If you the same requirements as before, but you want to reduce the cognitive load of hardening the application security on the application teams, consider creating a catalog of policies for different application types present in your organization. For example, you can have a catalog with two policies:

  • First Policy: Recommended to protect Wordpress based applications
  • Second Policy: Recommended to protect PHP applications with an SQL database. You can create two versions of this policy, with different blocking sensitivity levels. This way application teams can choose the one that meets their security requirements (paranoia level), and their willingness to manage false positives.

The scope of each policy is defined by a specific tag (e.g wordpress for first policy, and LAMP_HIGH/LAMP_LOW for second policies). Application teams consult the catalog of available policies and apply the tag of the desired policy to their resources. Firewall Manager automatically associate WAF WebACLs to their resources.

Note that with this approach, you can manage false positives, and stage changes in the same way described in the previous section.

Application level behavioral detection

At your application level, you can use custom signals to identify abnormal behavior, based on what is expected by your application. For example, you might expect users to navigation your application in a certain order, or you do not likely expect a user to order certain goods from/to certain countries based on his registered address. Using such signals, you can automate your response using AWS WAF, for example by blocking or challenging using CAPTCHA requests coming from IPs with suspicious application level behavior. To get started with the concept of WAF automation based on application signals consider the examples in this AWS Solution.

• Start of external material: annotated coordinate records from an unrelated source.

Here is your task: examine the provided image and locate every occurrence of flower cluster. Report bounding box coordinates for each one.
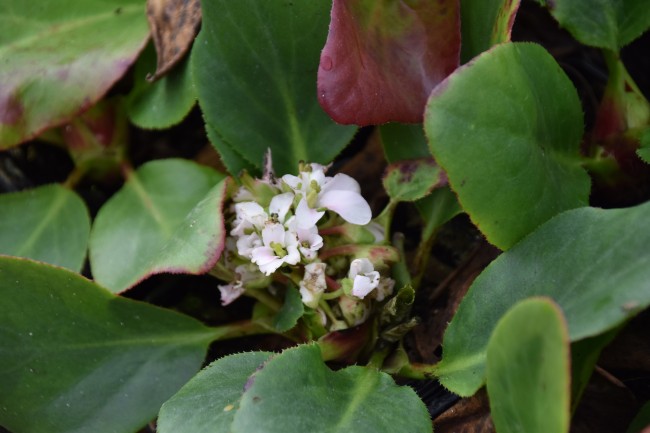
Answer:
[219,163,394,328]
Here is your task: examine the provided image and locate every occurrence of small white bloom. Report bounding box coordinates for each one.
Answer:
[286,213,323,260]
[269,192,294,223]
[296,198,325,229]
[282,164,372,228]
[230,201,269,236]
[300,262,327,308]
[348,259,379,299]
[237,232,262,259]
[251,223,300,275]
[375,278,395,302]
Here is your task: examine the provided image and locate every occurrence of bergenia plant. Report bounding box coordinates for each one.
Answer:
[0,0,650,433]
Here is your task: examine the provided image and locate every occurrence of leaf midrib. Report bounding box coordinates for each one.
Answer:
[0,4,144,57]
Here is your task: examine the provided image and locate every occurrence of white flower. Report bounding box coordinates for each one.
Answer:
[237,232,262,259]
[251,222,300,275]
[300,262,327,308]
[375,278,395,302]
[348,259,379,299]
[230,201,269,236]
[282,164,372,228]
[285,211,323,260]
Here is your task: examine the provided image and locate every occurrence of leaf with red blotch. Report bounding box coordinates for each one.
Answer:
[0,0,149,149]
[318,0,460,125]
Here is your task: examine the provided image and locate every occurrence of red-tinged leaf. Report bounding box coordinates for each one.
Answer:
[318,0,460,125]
[0,0,149,149]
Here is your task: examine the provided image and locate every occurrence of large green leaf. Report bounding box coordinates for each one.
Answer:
[157,352,271,433]
[0,257,213,433]
[486,298,571,433]
[229,345,432,433]
[0,185,90,271]
[192,0,356,174]
[126,45,196,129]
[0,0,149,148]
[90,159,226,292]
[538,0,650,51]
[437,199,650,395]
[425,43,590,249]
[460,0,520,63]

Advanced automations include:

  • Consuming high risk events emitted by Cognito during signin/sign up process.
  • Consuming high risks events identified by Fraud Detector. Fraud Detector uses machine learning (ML) and 20 years of fraud detection expertise from Amazon Web Services (AWS) and Amazon.com to automatically identify potential fraudulent patterns performed by humans and bots in real-time. Fraud Detector allows detections of Fraud by analyzing application-level user behavior, using your own historical fraud data to train, test, and deploy custom fraud detection machine learning models tailored to your use case.

A fully managed policy for each application team

If you prefer to completely offload the WAF management from the application teams to your central security team, then create a dedicated policy for each application team, with a scope that only applies their AWS Accounts. In this scenario, you need to create processes for the initial setup, and communication channels between the applications teams and your central security team for operations such as managing false positives.